Some years later a friend told me he'd gotten something called "Myst," and he didn't like it. Would I be interested?

I gave it a try and didn't stick. Later, when I was in a better mood, I tried it again and this time completed it. It turned out to be my kind of game: beautiful, running at my pace, things to think about and figure out. It was like reading a book except that now I was a character in the book. I was sorry when I finished it.

I was even more sorry when I finished its follow-on, "Riven." This is still the best computer game I've ever played.

It's a small genre, the pure adventure game. You don't get killed, you don't even shoot at things. You wander around and figure things out. A new title comes out occasionally. Lately I've played "RHEM" and "Alida."

RHEM is highly enigmatic. You start out in a railcar and then you have to figure out lots of strange mechanisms. At first I did pretty well but then I hit the wall. I finally found a walk-through on the Web and resorted to that.

A walk-through is written by someone who has played through to the end, and shows all the steps for completing the game. By using one you short-cut the logic of the game. The game has its own logic and you learn this meta-logic as you play by figuring out the simple puzzles and building that into a model of the whole system; you hope that knowledge increases at the same rate as need. The walk-through short-circuits the process of figuring out the meta-knowledge.
The RHEM walk-through showed me why I'd gotten stuck: some devices in the game just weren't working. After that I couldn't trust the game any more and had to use the walk-through for all clues. It wasn't much fun.

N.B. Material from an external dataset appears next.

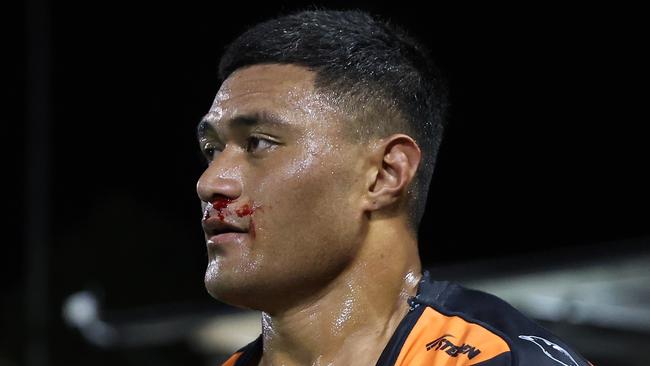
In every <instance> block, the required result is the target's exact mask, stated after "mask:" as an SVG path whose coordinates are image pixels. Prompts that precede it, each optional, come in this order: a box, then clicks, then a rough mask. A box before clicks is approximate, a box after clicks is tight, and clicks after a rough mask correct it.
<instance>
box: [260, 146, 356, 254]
mask: <svg viewBox="0 0 650 366" xmlns="http://www.w3.org/2000/svg"><path fill="white" fill-rule="evenodd" d="M342 167H343V166H342V163H341V160H340V159H334V158H331V159H319V158H318V156H317V155H316V154H308V156H307V157H305V158H301V159H294V160H291V161H290V162H289V163H287V164H286V165H285V166H283V167H278V168H277V169H275V170H274V171H273V172H272V174H269V175H267V176H265V177H264V179H263V180H260V184H259V185H258V186H257V189H256V196H257V200H258V201H260V204H261V206H262V207H264V209H263V212H261V213H262V215H259V220H256V223H255V225H256V229H257V235H258V237H260V234H261V235H263V236H265V237H266V238H268V239H269V240H272V241H273V242H274V245H284V246H289V247H293V248H295V247H297V246H299V247H300V248H304V247H306V246H307V247H308V246H310V245H312V244H316V243H315V241H320V242H321V243H322V242H323V241H324V240H327V241H329V239H331V240H337V241H339V242H340V241H341V240H340V239H341V236H344V235H347V234H349V233H348V231H349V230H350V228H351V227H352V228H353V227H354V225H355V224H356V222H355V221H354V218H353V215H354V209H353V207H354V206H353V205H351V202H353V201H351V200H350V197H351V196H352V193H353V192H351V191H350V190H351V189H353V184H352V181H353V179H352V178H353V177H352V176H351V174H350V173H349V172H345V171H344V170H343V169H342ZM265 206H266V207H265ZM260 239H261V238H260ZM341 244H343V243H341Z"/></svg>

The fact that I had to use a walk-through for parts of Alida is all my fault. The writer's logic was more subtle than I expected. This was actually good because it broke up the pattern of meta-logic by which I played the game and thereby took shortcuts. It was more like how puzzles would be set up in the real world. It was still frustrating, and it still short-circuited the gaining of meta-knowledge.

Meta-knowledge deals with epistemology. How do we know what we know, and how do we learn? One I started using the walk-through it was like looking at the test answers in school: right answer, but I couldn't derive them myself so I'd be helpless outside of a controlled situation. It's also like people here in Los Angeles who know only one route to work and if that
route is closed they have no idea what to do.

There is no walk-through for the life of a follower of Jesus. Each day is new.

There's a certain amount of faith involved in the playing of an adventure game. You have to assume that the writer wants you to figure it out; he could easily make it impossible. Once there's a breaking of faith--if the game doesn't work, if you lose the thread of meta-logic--it becomes very frustrating. That's when you have to resort to a walk-through, or you just
quit.

"Without faith it is impossible to please Him." I'm not much for faith. Faith is for people who'd rather believe in absurdity than do the serious work finding truth requires. And yet now I'm faced with a variety of situations I can't see beyond. How much faith do I have in God's adventure game? Do trust that He has made it figure-outable? Do I trust that He has left the clues lying around for me to pick up and then take the next step? Do I trust that the goal of the game is anything I care about?

Some years ago I was playing cards with a man who was a student at the same university I was in. I knew he was gay, but this had never mattered. The phone rang and he talked for a time; I heard the word "trick" used a couple of times. After he hung up he said his friend had asked if I was a trick. He'd said no, and I knew he meant it, but still this near brush with being used was so highly disgusting to me that I never saw him again.

I want to be myself. Nothing less. Nothing more. Not a copy of someone else, not someone else's tool. I want the characteristics that I have to matter in some unique way. Now I find that I just don't know much about where I'm going. The Holy Spirit pretty much has to do everything. He does it better than I do. What's left of me?

Singularity. I'm seriously disgruntled right now, but there really is only one way out. Step over the singularity and believe that God made me as I am for a reason.